MORRISTOWN, N.J. — New Artesa chickpea flour delivers a taste profile similar to premium wheat flours, along with similar mouthfeel and texture characteristics, according to Nutriati, Inc., Richmond, Va., and its exclusive commercialization partner, PLT Health Solutions, Morristown, N.J. The two companies launched the flour for the North American market Feb. 8.

Artesa flour addresses issues that have affected other pulse/legume flours negatively, including taste, sensory characteristics and formulating functionality.

Devin Stagg, PLT Health Solutions
Devin Stagg, c.o.o. of PLT Health Solutions

“Flours made from pulses and legumes have a great deal to offer consumers from a health standpoint, and yet they have failed to become mainstream, primarily because of organoleptic issues, chief of which is taste,” said Devin Stagg, chief operating officer of PLT Health Solutions. “Today, taste, or sensory experience, continues its reign as the No. 1 driver of consumer food choice.

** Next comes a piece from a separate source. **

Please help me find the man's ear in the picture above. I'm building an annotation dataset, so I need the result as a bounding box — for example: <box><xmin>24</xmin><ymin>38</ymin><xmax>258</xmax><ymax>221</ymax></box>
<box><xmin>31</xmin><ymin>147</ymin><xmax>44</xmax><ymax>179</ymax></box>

The Artesa project has had as its goal bringing the nutrition and sustainability of pulse flours to a broad public by directly addressing the issues of taste and final product quality. Our initial work with leading companies in the food industry has demonstrated that we have achieved these goals.”

Artesa flour can work as the principal ingredient in gluten-free bread, said Michael Spinelli, co-founder and chief technology officer for Nutriati. Gluten-free bread manufacturers tried the flour in bread and were pleased, he said. They could spread peanut butter on the bread without tearing the bread, he said.

Co-Founder and Chief Innovation Officer Michael Spinelli in Nutriati’s new Applications Technical Center at the company’s headquarters outside of Richmond, VA
Co-founder and chief innovation officer Michael Spinelli in Nutriati’s new Applications Technical Center at the company’s headquarters outside of Richmond, Va.
 

Artesa chickpea flour has a fine particle size and a neutral taste, not earthy or beany. Nutriati cleaned up the flavor profile through fractionization, which removed much of the oil. The flour has a neutral, white color.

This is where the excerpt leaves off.